Home prices in the city surged for the 21st straight month in December and reached another fresh peak in one of the most expensive property markets in the world.
A government monthly home price index rose 1.4% in December from the previous month to 352.8, setting a new record for the 14th straight month, according to data released Wednesday by the Hong Kong Rating and Valuation Department.
The city’s home prices jumped 14.8% last year. And analysts see another 10% to 15% rise in the first half of 2018.
This housing boom marathon began in April 2016, followed by a 10% surge in just six months. In efforts to cool the heated housing market and make homes more affordable for local residents, the Hong Kong government raised the stamp duty for those not buying for the first time to 15% in November 2016.

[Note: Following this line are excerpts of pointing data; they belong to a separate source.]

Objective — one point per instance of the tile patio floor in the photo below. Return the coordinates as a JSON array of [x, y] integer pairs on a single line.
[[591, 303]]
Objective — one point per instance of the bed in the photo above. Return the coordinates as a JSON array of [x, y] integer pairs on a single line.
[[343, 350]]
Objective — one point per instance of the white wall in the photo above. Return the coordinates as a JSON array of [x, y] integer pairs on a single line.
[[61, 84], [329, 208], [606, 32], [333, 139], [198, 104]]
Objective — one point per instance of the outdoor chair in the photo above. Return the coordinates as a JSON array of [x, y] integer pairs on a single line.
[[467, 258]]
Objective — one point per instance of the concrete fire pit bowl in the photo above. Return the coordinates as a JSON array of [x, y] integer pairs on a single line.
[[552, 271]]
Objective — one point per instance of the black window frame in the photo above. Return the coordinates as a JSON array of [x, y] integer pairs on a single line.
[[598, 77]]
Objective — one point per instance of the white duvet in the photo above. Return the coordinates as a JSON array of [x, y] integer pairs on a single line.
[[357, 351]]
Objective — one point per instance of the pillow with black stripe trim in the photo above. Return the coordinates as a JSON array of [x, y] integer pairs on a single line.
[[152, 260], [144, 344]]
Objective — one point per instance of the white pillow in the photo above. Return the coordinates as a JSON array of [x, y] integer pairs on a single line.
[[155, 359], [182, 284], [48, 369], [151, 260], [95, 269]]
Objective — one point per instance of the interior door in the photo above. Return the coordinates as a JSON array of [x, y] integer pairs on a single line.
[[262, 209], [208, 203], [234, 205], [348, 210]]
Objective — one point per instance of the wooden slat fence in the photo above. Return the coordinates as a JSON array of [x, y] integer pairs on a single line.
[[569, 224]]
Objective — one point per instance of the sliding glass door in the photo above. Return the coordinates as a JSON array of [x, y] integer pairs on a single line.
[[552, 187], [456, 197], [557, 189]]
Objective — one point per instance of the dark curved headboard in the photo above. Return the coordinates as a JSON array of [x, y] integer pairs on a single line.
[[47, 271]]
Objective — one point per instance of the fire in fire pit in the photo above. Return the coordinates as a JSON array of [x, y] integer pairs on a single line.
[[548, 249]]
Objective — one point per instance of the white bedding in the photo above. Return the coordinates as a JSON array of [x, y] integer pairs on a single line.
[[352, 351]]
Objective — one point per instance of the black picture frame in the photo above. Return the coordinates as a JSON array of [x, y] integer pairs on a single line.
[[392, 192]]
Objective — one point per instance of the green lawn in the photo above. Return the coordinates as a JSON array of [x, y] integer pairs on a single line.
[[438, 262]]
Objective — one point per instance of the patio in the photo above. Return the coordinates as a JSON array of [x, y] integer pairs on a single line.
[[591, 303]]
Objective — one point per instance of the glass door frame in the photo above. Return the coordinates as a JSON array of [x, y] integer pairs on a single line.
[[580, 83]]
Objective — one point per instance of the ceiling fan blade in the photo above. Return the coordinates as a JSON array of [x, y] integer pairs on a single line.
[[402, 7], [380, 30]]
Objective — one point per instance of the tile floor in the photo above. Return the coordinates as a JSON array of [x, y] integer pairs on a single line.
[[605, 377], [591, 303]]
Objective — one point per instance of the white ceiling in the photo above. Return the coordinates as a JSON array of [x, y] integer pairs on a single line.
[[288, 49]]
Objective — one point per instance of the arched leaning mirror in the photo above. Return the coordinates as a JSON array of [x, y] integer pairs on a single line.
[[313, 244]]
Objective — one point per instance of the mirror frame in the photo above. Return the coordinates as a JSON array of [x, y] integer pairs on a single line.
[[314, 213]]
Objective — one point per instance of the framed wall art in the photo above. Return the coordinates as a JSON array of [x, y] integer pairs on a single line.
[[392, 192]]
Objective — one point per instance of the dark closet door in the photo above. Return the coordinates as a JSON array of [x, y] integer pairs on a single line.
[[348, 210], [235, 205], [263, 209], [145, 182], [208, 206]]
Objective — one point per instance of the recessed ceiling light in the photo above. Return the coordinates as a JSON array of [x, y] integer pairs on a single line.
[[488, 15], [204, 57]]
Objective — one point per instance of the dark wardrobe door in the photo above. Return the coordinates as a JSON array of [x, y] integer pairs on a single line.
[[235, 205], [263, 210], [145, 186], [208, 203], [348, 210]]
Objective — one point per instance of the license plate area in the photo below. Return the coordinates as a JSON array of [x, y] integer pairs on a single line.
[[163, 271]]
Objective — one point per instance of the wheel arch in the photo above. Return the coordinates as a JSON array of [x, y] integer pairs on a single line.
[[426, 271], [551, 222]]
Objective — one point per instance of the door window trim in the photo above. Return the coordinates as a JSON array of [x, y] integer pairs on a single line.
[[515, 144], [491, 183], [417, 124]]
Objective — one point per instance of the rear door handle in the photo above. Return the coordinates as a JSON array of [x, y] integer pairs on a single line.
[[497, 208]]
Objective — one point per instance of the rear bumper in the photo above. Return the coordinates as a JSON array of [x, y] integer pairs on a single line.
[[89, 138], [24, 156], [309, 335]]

In April 2017, the government further tightened property rules by requiring first-time buyers who make multiple purchases in a single transaction to pay the same 15% stamp duty that applies to second-time buyers.
Analysts attributed the property price surge to strong economic growth and run-up in the stock market. Hong Kong is expected to announce a GDP growth of 3.7% for 2017, one percentage point higher than the government predicted at the beginning of the year.
Alva To Yu-hung, vice president of Greater China at DTZ Cushman &Wakefield, expects housing prices will rise another 10% to 15% in the first half of 2018, based on strong outcomes of government land sales. Many developers bought lots at prices even higher than current home prices, showing developers’ optimism about the housing market outlook in the next three to five years.
But To said that any big volatility in the stock market or significant interest rate increase in Hong Kong could cool down the housing market.
The U.S. Federal Reserve is widely expected to raise interest rates at least three times this year. To maintain the Hong Kong dollar’s peg to the US dollar, Hong Kong would have to increase its interest rates.
Hong Kong Financial Secretary Paul Chan Mo-po has raised concerns that ever-increasing property prices have imposed a heavy burden on local residents, some of whom might have a tough time keeping up with mortgage repayments.
Chan has repeated warned that soaring property prices have already exceeded the affordability of average Hong Kong residents.
Hong Kong has been named the least affordable housing market for eight consecutive years, according to the International Housing Affordability survey released in late January.
The survey, released by urban planning policy consultancy Demographia, says that a median income household in Hong Kong needs to spend 19.4 years without any other expenditure in order to be able to afford a home.